Don’t think it can’t happen. There you are minding your own business writing a sonnet, doing one-armed push-ups or translating the national anthem into Urdu.
At the back of your mind, the whole time, is the question of whether FM radio is in any way responsible for the voices in your head. All perfectly normal behaviour.
Yet, bam, in barge the police without so much as a by your leave and arrest you on charges of buffalo theft. And that’s if you’re lucky. Cattle-poaching is a serious crime in some parts but it doesn’t hold a candle to kidnapping for ransom or aiding and abetting the Taliban. And that is precisely what you could be in for if multiple cellphone connections have been issued against your name without your consent. Indeed, just one fraudulent number may land you in prison in these matchless days of fear and loathing.
If someone of import can vouch for your basic decency and entrenched respect for the law, the hallmark of all Dawn readers and writers, you might be able to explain how a call from ‘your’ cellphone did not set off a remote-controlled bomb.
Or how it wasn’t you who called saying that the kid would be shot if the ransom wasn’t paid.

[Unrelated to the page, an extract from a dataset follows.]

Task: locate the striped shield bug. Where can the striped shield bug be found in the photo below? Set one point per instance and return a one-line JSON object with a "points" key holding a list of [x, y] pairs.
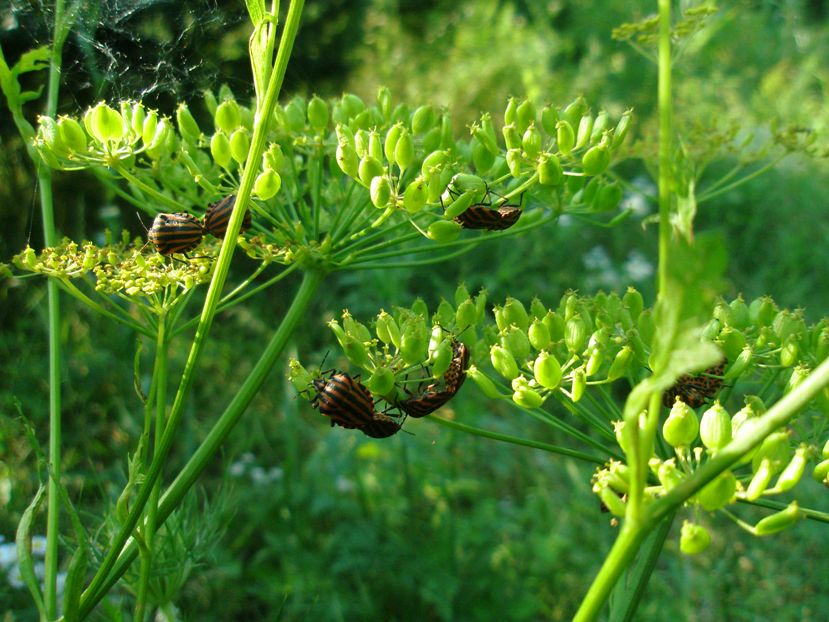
{"points": [[218, 215], [381, 426], [696, 390], [344, 399], [175, 233]]}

Not everybody is that fortunate. The underprivileged in this country are presumed guilty from the outset and are usually not in a position to hire anyone competent enough to prove their innocence. Justice in Pakistan works along class lines and if you don’t have clout you could rot in prison — without trial — for a decade or more for someone else’s crime.
All this is a roundabout way of getting to the gist. If you haven’t done so already, type in your computerised national identity card number on your cellphone’s message screen and send it to 668. Within seconds you should get a response that lists all the connections issued against your CNIC.

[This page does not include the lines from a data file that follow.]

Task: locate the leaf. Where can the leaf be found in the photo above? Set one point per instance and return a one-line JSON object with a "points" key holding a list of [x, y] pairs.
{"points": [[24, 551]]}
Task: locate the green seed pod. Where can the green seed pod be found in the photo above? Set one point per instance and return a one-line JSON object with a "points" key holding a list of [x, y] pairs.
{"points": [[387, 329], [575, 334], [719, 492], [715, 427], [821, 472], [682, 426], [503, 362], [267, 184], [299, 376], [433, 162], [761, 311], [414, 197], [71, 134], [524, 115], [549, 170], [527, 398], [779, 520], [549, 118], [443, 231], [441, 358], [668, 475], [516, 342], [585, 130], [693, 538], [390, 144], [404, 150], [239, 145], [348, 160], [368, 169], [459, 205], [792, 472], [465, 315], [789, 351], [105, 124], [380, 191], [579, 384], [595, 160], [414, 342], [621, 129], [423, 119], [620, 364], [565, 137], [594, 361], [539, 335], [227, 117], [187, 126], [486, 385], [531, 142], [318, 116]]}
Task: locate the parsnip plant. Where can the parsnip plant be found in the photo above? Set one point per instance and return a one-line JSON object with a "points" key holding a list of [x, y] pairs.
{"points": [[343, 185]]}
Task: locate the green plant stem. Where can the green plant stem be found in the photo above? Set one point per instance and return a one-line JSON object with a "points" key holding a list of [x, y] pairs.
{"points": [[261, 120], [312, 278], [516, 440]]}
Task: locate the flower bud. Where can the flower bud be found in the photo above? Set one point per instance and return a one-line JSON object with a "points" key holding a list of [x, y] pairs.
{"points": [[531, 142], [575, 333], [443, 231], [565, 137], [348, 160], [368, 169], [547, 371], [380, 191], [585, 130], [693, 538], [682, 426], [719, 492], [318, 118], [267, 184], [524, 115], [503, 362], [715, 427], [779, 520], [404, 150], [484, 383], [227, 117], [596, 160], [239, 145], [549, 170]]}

I’m just one person out of tens of thousands across the country who have been informed that they are the owners of multiple SIMs that were never sought. Until Thursday morning I had 11 connections against my name. Only one SIM in that lot was legitimate, a Telenor account.
In keeping with our finer traditions, it is the victims who must clear their name. The process itself is simple: go to the cellphone companies with whom you have inexplicable accounts with an original CNIC as well as a photocopy, sign the indemnity form and put a thumb impression in the right place. And don’t forget to get a stamped copy of your affidavit for the record. Easy, right?

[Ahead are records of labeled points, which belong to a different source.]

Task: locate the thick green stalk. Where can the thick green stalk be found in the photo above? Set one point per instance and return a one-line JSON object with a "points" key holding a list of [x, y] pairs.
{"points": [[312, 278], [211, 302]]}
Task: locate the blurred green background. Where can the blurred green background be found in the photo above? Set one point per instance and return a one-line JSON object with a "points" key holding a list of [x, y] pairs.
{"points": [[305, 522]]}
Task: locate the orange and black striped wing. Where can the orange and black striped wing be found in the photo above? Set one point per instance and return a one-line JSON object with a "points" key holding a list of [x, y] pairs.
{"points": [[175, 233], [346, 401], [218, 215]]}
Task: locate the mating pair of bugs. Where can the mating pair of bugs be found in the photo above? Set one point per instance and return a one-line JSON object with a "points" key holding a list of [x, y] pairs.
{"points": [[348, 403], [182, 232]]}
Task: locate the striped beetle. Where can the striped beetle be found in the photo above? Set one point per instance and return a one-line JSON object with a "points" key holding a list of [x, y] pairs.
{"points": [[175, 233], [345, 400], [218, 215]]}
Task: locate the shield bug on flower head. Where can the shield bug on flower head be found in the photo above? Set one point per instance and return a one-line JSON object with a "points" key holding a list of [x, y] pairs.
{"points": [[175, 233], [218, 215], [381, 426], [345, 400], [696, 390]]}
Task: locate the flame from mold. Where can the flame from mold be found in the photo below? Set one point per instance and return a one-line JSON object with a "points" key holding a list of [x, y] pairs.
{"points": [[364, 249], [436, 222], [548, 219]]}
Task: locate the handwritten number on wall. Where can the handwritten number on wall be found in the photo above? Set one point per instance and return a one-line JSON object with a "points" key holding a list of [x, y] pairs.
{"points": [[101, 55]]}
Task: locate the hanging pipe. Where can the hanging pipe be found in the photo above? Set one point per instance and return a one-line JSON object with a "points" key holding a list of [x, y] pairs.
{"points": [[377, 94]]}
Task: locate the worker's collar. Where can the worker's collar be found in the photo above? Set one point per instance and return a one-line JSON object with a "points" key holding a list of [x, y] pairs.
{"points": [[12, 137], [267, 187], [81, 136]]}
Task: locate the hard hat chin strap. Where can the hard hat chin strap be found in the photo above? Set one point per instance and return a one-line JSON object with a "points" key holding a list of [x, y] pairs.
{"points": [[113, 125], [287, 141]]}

Not quite. Keep in mind that in cities like Karachi there could be up to 300 panicking people ahead of you in line. A word from the wise: get there at 8.45 (offices open at nine). If you arrive at 11, you could well be there until late in the afternoon.
I asked an officer at Mobilink how this fraud could be perpetrated. He did not deny that some franchisees could be deliberately selling SIMs against other people’s IDs. ‘Many people in rural areas do not have computerised identity cards, so a shopkeeper in a village issues a SIM under some other person’s name. CNIC details are easily available in a country where government offices and even private businesses ask you for a copy of your ID card for routine requests.’
And this, mind you, as you are handing over yet another copy of your identity card.
But that’s not the core problem, according to sources in Mobilink. In a large city, they said, thousands of SIM applications are processed en masse on any given day. A data-feeder may get one digit wrong in the CNIC and somebody else’s connection may come to be registered against your name. This explains, they claimed, how some people who do have a cellphone in their name are told by 668 that they are not in the database. Zero SIMs when they may well have three. Go figure.
An official at Warid disagreed, arguing that fraudulent accounts are activated deliberately by unscrupulous franchisees. ‘We have been asking customers that they should approach the company directly. The name and CNIC number must match, so a typing error is just an excuse.’ Maybe, who knows.
Where does it go from here? Armed with the affidavit, you are theoretically protected against criminal activity traced to numbers that aren’t yours. The cellphone companies in question claim your slate will be wiped clean almost instantly, that your name will no longer be associated with the disowned numbers (which you never get to know, by the way).
Then the people who have SIMs against your CNIC will be asked to come forward and have those accounts transferred to their own names, failing which their numbers will be blocked. That process could take more than a month.
At no stage, however, will anybody be hauled up. That’s the impression I got anyway. Tracking down the errant franchisees is not possible, I was told at every turn. Why not? Don’t you have a record of who sold what? Surely this can be traced in the age of, how do you put it, computers?
All I got was blank stares and bad vibes that left me convinced that the whole story will never be told. But then, as Hunter Thompson said, some things are never fully explained.